In den wohlhabenden Regionen Hessens könne sich der Zulassungsausschuss kaum vor Bewerbungen für frei werdende Praxisplätze retten, in den strukturschwachen Regionen "suchen wir händeringend Nachfolger für Praxen", sagt Dastych. Allein bei den Hausarztpraxen gebe es aktuell 155 Vakanzen.

"Wie machen wir Praxisarbeit wieder interessant, wie schaffen wir stimmige Arbeitsbedingungen im ländlichen Raum?", stellte KV-Vorstandsvize Dr. Eckhard Starke zur Diskussion. "Wir stehen zu unserem Sicherstellungsauftrag, aber wir brauchen Unterstützung", so Dastych.

Die kommt zum Beispiel von den Kommunen, wie Professor Jan Hilligardt, Geschäftsführer des Hessischen Landkreistags, versichert. Hessens Kreise lieferten Hilfe bei der Suche von Praxisräumen, Wohnungen und Angeboten für die Familien, durch Bereitstellung von finanziellen Anreizen sowie Unterstützung bei Vernetzung und Weiterbildung.

Steuernd kann und muss auch die Politik einwirken. Der CDU-Landtagsabgeordnete Dr. Ralf-Norbert Bartelt, selbst Dermatologe, vertrat dabei eine im Auditorium höchst umstrittene Auffassung: "Wir haben nicht zu wenige Ärzte, sondern eine massive Fehlverteilung zulasten des ländlichen Raums."

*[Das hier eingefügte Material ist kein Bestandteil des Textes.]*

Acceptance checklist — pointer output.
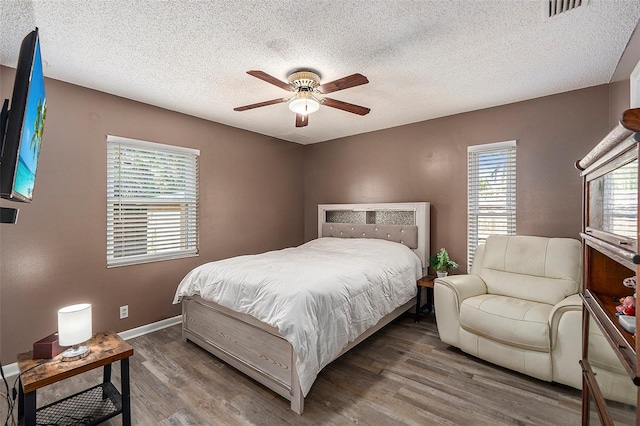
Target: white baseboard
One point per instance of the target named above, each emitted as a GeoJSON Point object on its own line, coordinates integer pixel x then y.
{"type": "Point", "coordinates": [12, 369]}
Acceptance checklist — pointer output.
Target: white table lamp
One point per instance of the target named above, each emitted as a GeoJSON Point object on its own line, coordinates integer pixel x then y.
{"type": "Point", "coordinates": [74, 327]}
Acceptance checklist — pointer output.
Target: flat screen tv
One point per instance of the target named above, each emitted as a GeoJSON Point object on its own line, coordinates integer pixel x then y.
{"type": "Point", "coordinates": [24, 123]}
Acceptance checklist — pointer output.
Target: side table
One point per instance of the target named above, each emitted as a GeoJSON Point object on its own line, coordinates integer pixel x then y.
{"type": "Point", "coordinates": [426, 282]}
{"type": "Point", "coordinates": [93, 405]}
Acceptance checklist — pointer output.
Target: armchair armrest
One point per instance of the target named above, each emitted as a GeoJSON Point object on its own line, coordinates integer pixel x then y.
{"type": "Point", "coordinates": [463, 286]}
{"type": "Point", "coordinates": [568, 304]}
{"type": "Point", "coordinates": [449, 292]}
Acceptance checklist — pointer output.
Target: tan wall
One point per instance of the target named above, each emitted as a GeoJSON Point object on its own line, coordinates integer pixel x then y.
{"type": "Point", "coordinates": [426, 161]}
{"type": "Point", "coordinates": [619, 89]}
{"type": "Point", "coordinates": [251, 200]}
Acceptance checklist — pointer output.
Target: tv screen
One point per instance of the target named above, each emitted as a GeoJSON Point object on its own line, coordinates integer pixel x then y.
{"type": "Point", "coordinates": [26, 117]}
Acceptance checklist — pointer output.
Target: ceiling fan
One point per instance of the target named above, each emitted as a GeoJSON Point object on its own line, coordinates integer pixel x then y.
{"type": "Point", "coordinates": [308, 93]}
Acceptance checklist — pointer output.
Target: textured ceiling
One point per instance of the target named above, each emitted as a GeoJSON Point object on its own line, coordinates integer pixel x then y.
{"type": "Point", "coordinates": [424, 59]}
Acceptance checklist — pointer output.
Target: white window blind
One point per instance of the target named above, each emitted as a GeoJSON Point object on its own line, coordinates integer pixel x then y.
{"type": "Point", "coordinates": [152, 201]}
{"type": "Point", "coordinates": [491, 193]}
{"type": "Point", "coordinates": [621, 201]}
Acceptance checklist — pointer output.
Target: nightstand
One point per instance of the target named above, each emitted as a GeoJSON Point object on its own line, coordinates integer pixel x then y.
{"type": "Point", "coordinates": [93, 405]}
{"type": "Point", "coordinates": [426, 282]}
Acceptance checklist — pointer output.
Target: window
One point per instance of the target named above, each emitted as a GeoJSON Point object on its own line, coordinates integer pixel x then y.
{"type": "Point", "coordinates": [152, 201]}
{"type": "Point", "coordinates": [491, 193]}
{"type": "Point", "coordinates": [620, 201]}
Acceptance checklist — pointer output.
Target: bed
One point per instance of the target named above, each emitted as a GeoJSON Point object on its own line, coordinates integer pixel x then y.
{"type": "Point", "coordinates": [281, 316]}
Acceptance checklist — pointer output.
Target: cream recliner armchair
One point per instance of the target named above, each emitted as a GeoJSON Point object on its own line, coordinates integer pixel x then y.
{"type": "Point", "coordinates": [518, 307]}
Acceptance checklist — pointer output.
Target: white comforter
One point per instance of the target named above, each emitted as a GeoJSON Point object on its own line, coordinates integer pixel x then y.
{"type": "Point", "coordinates": [320, 295]}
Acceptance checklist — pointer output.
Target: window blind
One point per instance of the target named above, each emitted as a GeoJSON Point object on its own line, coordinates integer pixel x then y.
{"type": "Point", "coordinates": [620, 201]}
{"type": "Point", "coordinates": [152, 201]}
{"type": "Point", "coordinates": [491, 193]}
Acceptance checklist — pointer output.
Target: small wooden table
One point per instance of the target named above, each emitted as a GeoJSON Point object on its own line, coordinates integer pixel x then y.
{"type": "Point", "coordinates": [93, 405]}
{"type": "Point", "coordinates": [426, 282]}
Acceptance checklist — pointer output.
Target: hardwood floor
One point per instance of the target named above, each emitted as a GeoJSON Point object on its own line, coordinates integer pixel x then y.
{"type": "Point", "coordinates": [403, 375]}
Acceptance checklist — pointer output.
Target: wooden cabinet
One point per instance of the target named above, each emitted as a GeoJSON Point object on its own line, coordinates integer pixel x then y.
{"type": "Point", "coordinates": [610, 363]}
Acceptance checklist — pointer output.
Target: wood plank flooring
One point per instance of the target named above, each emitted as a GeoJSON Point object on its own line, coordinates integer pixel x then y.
{"type": "Point", "coordinates": [403, 375]}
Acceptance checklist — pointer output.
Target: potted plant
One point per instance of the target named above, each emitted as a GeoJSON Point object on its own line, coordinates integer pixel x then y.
{"type": "Point", "coordinates": [441, 263]}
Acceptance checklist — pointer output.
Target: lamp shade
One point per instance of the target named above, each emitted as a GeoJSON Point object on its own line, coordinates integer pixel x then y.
{"type": "Point", "coordinates": [74, 324]}
{"type": "Point", "coordinates": [304, 103]}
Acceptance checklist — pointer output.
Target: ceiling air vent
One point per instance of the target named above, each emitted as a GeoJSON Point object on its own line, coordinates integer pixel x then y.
{"type": "Point", "coordinates": [556, 7]}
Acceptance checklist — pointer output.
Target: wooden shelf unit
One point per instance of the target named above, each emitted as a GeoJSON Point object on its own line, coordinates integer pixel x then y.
{"type": "Point", "coordinates": [610, 249]}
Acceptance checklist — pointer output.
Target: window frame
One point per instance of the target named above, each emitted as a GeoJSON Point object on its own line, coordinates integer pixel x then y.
{"type": "Point", "coordinates": [508, 207]}
{"type": "Point", "coordinates": [169, 207]}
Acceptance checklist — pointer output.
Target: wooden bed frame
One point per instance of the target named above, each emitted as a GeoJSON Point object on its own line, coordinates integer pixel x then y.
{"type": "Point", "coordinates": [257, 349]}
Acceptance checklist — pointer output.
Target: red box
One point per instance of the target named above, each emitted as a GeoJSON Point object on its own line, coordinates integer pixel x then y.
{"type": "Point", "coordinates": [48, 347]}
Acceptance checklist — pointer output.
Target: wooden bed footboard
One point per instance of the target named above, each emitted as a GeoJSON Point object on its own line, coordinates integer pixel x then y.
{"type": "Point", "coordinates": [253, 347]}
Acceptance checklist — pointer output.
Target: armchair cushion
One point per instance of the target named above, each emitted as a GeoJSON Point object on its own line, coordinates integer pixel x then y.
{"type": "Point", "coordinates": [516, 322]}
{"type": "Point", "coordinates": [539, 269]}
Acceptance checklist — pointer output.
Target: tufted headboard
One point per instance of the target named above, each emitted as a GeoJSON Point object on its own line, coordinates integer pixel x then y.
{"type": "Point", "coordinates": [405, 223]}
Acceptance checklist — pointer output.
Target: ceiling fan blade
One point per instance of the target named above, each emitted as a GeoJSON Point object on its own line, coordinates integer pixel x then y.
{"type": "Point", "coordinates": [259, 104]}
{"type": "Point", "coordinates": [345, 106]}
{"type": "Point", "coordinates": [302, 120]}
{"type": "Point", "coordinates": [352, 80]}
{"type": "Point", "coordinates": [270, 79]}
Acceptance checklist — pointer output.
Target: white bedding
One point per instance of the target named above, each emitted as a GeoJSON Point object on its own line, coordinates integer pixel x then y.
{"type": "Point", "coordinates": [320, 295]}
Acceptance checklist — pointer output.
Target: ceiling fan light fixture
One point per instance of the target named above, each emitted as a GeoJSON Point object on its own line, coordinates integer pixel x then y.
{"type": "Point", "coordinates": [304, 103]}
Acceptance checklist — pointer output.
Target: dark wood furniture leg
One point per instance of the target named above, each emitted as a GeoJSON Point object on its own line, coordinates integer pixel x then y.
{"type": "Point", "coordinates": [126, 401]}
{"type": "Point", "coordinates": [26, 407]}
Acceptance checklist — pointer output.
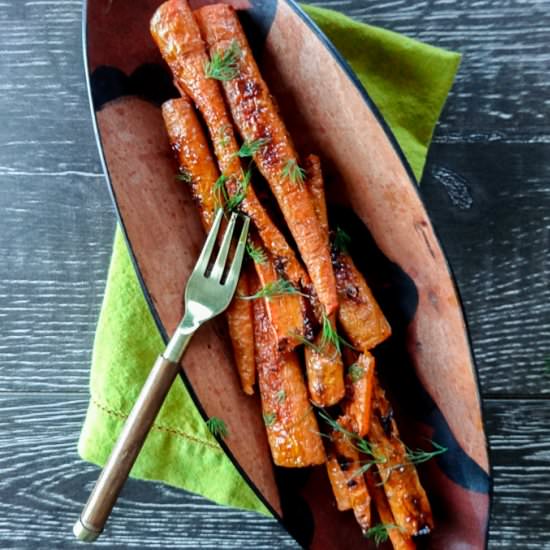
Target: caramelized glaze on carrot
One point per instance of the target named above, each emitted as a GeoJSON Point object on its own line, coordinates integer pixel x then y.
{"type": "Point", "coordinates": [358, 403]}
{"type": "Point", "coordinates": [193, 153]}
{"type": "Point", "coordinates": [292, 429]}
{"type": "Point", "coordinates": [178, 38]}
{"type": "Point", "coordinates": [406, 496]}
{"type": "Point", "coordinates": [359, 314]}
{"type": "Point", "coordinates": [256, 117]}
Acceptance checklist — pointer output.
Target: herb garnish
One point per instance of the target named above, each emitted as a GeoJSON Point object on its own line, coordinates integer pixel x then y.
{"type": "Point", "coordinates": [257, 253]}
{"type": "Point", "coordinates": [293, 172]}
{"type": "Point", "coordinates": [380, 533]}
{"type": "Point", "coordinates": [217, 427]}
{"type": "Point", "coordinates": [269, 419]}
{"type": "Point", "coordinates": [224, 66]}
{"type": "Point", "coordinates": [184, 176]}
{"type": "Point", "coordinates": [341, 240]}
{"type": "Point", "coordinates": [280, 287]}
{"type": "Point", "coordinates": [417, 456]}
{"type": "Point", "coordinates": [356, 372]}
{"type": "Point", "coordinates": [250, 148]}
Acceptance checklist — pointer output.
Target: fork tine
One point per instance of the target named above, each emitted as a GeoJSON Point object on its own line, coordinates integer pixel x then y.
{"type": "Point", "coordinates": [219, 265]}
{"type": "Point", "coordinates": [206, 252]}
{"type": "Point", "coordinates": [236, 264]}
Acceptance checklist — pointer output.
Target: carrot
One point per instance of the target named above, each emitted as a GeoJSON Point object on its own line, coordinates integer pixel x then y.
{"type": "Point", "coordinates": [324, 366]}
{"type": "Point", "coordinates": [292, 429]}
{"type": "Point", "coordinates": [350, 464]}
{"type": "Point", "coordinates": [406, 496]}
{"type": "Point", "coordinates": [285, 311]}
{"type": "Point", "coordinates": [398, 539]}
{"type": "Point", "coordinates": [338, 483]}
{"type": "Point", "coordinates": [193, 152]}
{"type": "Point", "coordinates": [257, 118]}
{"type": "Point", "coordinates": [325, 370]}
{"type": "Point", "coordinates": [358, 404]}
{"type": "Point", "coordinates": [359, 314]}
{"type": "Point", "coordinates": [197, 164]}
{"type": "Point", "coordinates": [178, 38]}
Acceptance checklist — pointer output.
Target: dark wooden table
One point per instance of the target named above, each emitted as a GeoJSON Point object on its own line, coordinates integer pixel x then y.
{"type": "Point", "coordinates": [487, 186]}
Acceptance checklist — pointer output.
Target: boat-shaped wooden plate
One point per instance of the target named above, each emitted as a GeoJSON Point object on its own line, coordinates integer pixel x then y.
{"type": "Point", "coordinates": [427, 364]}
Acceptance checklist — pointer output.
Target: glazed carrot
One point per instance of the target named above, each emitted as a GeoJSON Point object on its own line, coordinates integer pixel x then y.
{"type": "Point", "coordinates": [316, 187]}
{"type": "Point", "coordinates": [195, 160]}
{"type": "Point", "coordinates": [360, 385]}
{"type": "Point", "coordinates": [350, 464]}
{"type": "Point", "coordinates": [193, 152]}
{"type": "Point", "coordinates": [285, 311]}
{"type": "Point", "coordinates": [398, 539]}
{"type": "Point", "coordinates": [178, 38]}
{"type": "Point", "coordinates": [406, 496]}
{"type": "Point", "coordinates": [324, 366]}
{"type": "Point", "coordinates": [292, 429]}
{"type": "Point", "coordinates": [257, 118]}
{"type": "Point", "coordinates": [338, 483]}
{"type": "Point", "coordinates": [359, 314]}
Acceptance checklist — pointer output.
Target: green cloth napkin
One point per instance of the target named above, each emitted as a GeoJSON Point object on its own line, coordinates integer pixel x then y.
{"type": "Point", "coordinates": [409, 82]}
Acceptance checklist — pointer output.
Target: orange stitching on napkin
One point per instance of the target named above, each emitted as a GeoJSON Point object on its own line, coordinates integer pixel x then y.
{"type": "Point", "coordinates": [158, 427]}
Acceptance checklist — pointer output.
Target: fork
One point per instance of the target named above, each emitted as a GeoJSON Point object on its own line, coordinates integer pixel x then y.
{"type": "Point", "coordinates": [207, 294]}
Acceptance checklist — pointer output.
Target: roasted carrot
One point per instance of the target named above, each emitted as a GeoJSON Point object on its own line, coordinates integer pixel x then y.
{"type": "Point", "coordinates": [257, 118]}
{"type": "Point", "coordinates": [292, 429]}
{"type": "Point", "coordinates": [178, 38]}
{"type": "Point", "coordinates": [197, 164]}
{"type": "Point", "coordinates": [358, 403]}
{"type": "Point", "coordinates": [350, 464]}
{"type": "Point", "coordinates": [285, 310]}
{"type": "Point", "coordinates": [359, 313]}
{"type": "Point", "coordinates": [406, 496]}
{"type": "Point", "coordinates": [398, 539]}
{"type": "Point", "coordinates": [339, 484]}
{"type": "Point", "coordinates": [324, 365]}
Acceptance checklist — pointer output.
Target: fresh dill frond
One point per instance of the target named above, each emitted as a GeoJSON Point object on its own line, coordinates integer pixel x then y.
{"type": "Point", "coordinates": [224, 66]}
{"type": "Point", "coordinates": [184, 176]}
{"type": "Point", "coordinates": [418, 456]}
{"type": "Point", "coordinates": [223, 137]}
{"type": "Point", "coordinates": [217, 427]}
{"type": "Point", "coordinates": [250, 148]}
{"type": "Point", "coordinates": [330, 336]}
{"type": "Point", "coordinates": [380, 533]}
{"type": "Point", "coordinates": [280, 287]}
{"type": "Point", "coordinates": [257, 253]}
{"type": "Point", "coordinates": [293, 172]}
{"type": "Point", "coordinates": [356, 372]}
{"type": "Point", "coordinates": [281, 396]}
{"type": "Point", "coordinates": [269, 419]}
{"type": "Point", "coordinates": [341, 240]}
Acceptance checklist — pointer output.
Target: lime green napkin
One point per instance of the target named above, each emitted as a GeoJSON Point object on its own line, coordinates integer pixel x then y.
{"type": "Point", "coordinates": [409, 81]}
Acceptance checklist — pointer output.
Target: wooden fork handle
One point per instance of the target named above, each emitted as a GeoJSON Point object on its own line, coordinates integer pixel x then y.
{"type": "Point", "coordinates": [122, 458]}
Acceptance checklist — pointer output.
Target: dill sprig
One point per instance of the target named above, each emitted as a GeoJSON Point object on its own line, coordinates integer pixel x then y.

Dr. Daniela Sommer und Marjana Schott, die gesundheitspolitischen Sprecherinnen der Fraktionen von SPD und Linken forderten zunächst verlässliche Zahlen an: So mahnte Sommer den einst vom CDU-geführten Sozialministerium angekündigten, aber bis dato nicht gelieferten "Versorgungsatlas" an, Schott verlangte eine Bedarfsanalyse: "Was brauchen wir für eine gute medizinische Versorgung?"

Zwischen allen Fraktionen unumstritten ist die Notwendigkeit, eine attraktive Infrastruktur für niederlassungswillige Ärzte zu schaffen: Nahverkehr, Schulen, Arbeitsplätze für die Partner, Kulturangebote. Denn: "Wir können zwar Arztsitze schaffen, aber wenn keiner hinzieht, dann zieht eben keiner hin", lautet das nüchterne Fazit von Marcus Bocklet von den Grünen.

Finanzielle Anreize reichen alleine nicht – oder sie sind zu gering: "Die Betriebskostenzuschläge sind zu niedrig, deshalb wirken sie nicht", glaubt FDP-Fraktionschef René Rock.